Eternity is another aspect which annihilationists fail to fully comprehend. Annihilationists are correct that the Greek word aionion, which is usually translated “eternal,” does not by definition mean “eternal.” It specifically refers to an “age” or “eon,” a specific period of time. However, it is clear that in New Testament, aionion is sometimes used to refer to an eternal length of time. Revelation 20:10 speaks of Satan, the beast, and the false prophet being cast into the lake of fire and being tormented “day and night forever and ever.” It is clear that these three are not “extinguished” by being cast into the lake of fire. Why would the fate of the unsaved be any different (Revelation 20:14-15)? The most convincing evidence for the eternality of hell is Matthew 25:46, “Then they [the unsaved] will go away to eternal punishment, but the righteous to eternal life.” In this verse, the same Greek word is used to refer to the destiny of the wicked and the righteous. If the wicked are only tormented for an “age,” then the righteous will only experience life in heaven for an “age.” If believers will be in heaven forever, unbelievers will be in hell forever.
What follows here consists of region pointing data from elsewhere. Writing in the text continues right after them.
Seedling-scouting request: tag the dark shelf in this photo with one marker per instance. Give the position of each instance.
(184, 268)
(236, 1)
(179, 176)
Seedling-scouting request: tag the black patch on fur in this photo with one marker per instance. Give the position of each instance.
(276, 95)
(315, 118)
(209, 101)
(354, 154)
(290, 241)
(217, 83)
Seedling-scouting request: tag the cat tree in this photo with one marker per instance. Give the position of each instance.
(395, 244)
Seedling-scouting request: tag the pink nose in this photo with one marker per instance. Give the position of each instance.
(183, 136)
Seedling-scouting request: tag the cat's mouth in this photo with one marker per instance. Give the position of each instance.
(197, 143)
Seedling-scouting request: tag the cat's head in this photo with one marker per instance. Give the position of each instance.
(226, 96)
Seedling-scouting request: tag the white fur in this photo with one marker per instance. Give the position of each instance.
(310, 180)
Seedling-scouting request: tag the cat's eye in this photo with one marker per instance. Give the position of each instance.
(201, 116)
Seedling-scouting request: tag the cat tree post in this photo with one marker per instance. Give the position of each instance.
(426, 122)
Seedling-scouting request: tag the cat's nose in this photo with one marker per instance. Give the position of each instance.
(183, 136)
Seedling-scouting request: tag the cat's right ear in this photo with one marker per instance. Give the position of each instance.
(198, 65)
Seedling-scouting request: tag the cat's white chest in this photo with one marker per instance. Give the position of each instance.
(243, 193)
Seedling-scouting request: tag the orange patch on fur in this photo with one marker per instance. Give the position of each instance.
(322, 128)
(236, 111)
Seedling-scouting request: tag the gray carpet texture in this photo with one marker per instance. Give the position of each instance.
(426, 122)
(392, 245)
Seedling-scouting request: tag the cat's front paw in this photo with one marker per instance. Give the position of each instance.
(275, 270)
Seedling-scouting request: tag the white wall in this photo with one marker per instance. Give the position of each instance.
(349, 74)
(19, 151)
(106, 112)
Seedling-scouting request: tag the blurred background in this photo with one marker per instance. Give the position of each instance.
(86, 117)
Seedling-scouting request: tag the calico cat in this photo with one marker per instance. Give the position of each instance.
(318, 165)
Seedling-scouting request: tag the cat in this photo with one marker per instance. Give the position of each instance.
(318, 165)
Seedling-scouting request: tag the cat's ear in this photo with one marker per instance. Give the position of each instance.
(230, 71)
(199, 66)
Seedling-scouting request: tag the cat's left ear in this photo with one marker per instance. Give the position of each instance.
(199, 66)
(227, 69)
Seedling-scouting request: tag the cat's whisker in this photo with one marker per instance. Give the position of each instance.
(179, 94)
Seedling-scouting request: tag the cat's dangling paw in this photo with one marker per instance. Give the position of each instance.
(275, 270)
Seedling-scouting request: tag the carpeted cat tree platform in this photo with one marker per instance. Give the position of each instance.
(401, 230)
Another frequent objection to the eternality of hell by annihilationists is that it would be unjust for God to punish unbelievers in hell for eternity for a finite amount of sin. How could it be fair for God to take a person who lived a sinful, 70-year life, and punish him/her for all of eternity? The answer is that our sin bears an eternal consequence because it is committed against an eternal God. When King David committed the sins of adultery and murder he stated, “Against you, you only, have I sinned and done what is evil in your sight…” (Psalm 51:4). David had sinned against Bathsheba and Uriah; how could David claim to have only sinned against God? David understood that all sin is ultimately against God. God is an eternal and infinite Being. As a result, all sin against Him is worthy of an eternal punishment. It is not a matter of the length of time we sin, but the character of the God against whom we sin.
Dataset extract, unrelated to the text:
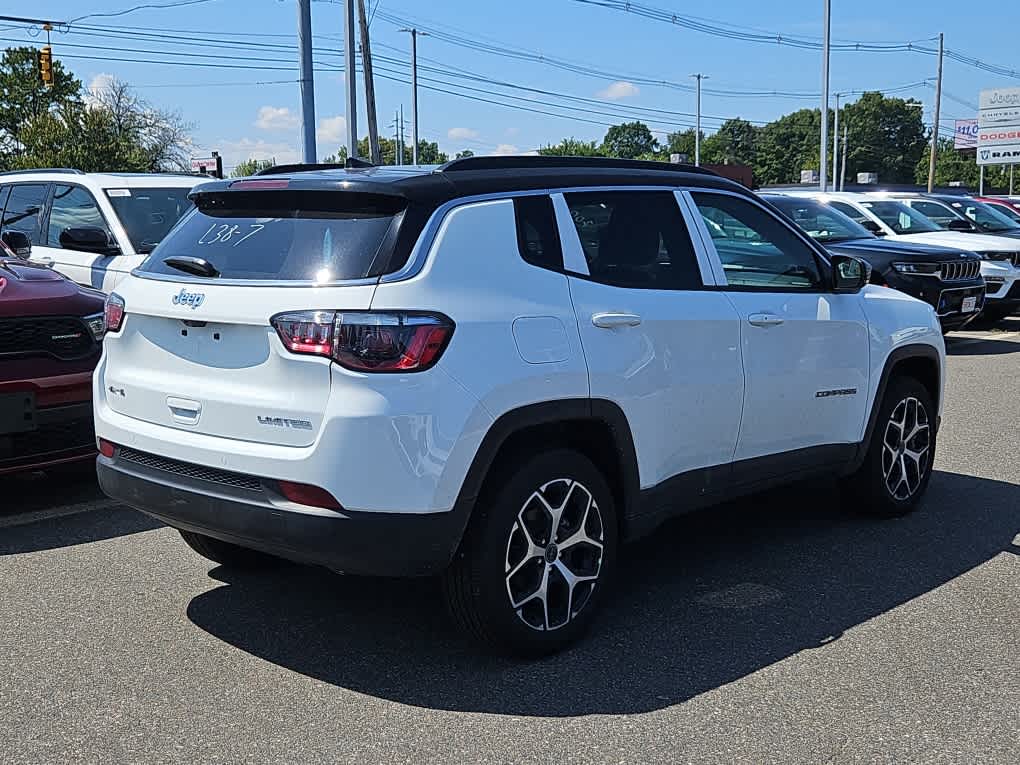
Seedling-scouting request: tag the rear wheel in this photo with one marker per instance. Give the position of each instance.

A more personal aspect of annihilationism is the idea that we could not possibly be happy in heaven if we knew that some of our loved ones were suffering an eternity of torment in hell. However, when we arrive in heaven, we will not have anything to complain about or be saddened by. Revelation 21:4 tells us, “He will wipe every tear from their eyes. There will be no more death or mourning or crying or pain, for the old order of things has passed away.” If some of our loved ones are not in heaven, we will be in 100 percent complete agreement that they do not belong there and that they are condemned by their own refusal to accept Jesus Christ as their Saviour (John 3:16; 14:6). It is hard to understand this, but we will not be saddened by the lack of their presence. Our focus should not be on how we can enjoy heaven without all of our loved ones there, but on how we can point our loved ones to faith in Christ so that they will be there.
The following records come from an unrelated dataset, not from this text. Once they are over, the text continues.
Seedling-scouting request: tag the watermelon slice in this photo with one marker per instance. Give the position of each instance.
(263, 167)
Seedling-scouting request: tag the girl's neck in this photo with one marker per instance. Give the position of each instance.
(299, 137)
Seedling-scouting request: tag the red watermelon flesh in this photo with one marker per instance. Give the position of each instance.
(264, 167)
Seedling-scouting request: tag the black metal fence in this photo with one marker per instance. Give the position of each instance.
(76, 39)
Hell is perhaps a primary reason why God sent Jesus Christ to pay the penalty for our sins. Being “extinguished” after death is no fate to dread, but an eternity in hell most definitely is. Jesus’ death was an infinite death, paying our infinite sin debt so that we would not have to pay it in hell for eternity (2 Corinthians 5:21). When we place our faith in Him, we are saved, forgiven, cleansed, and promised an eternal home in heaven. But if we reject God’s gift of eternal life, we will face the eternal consequences of that decision.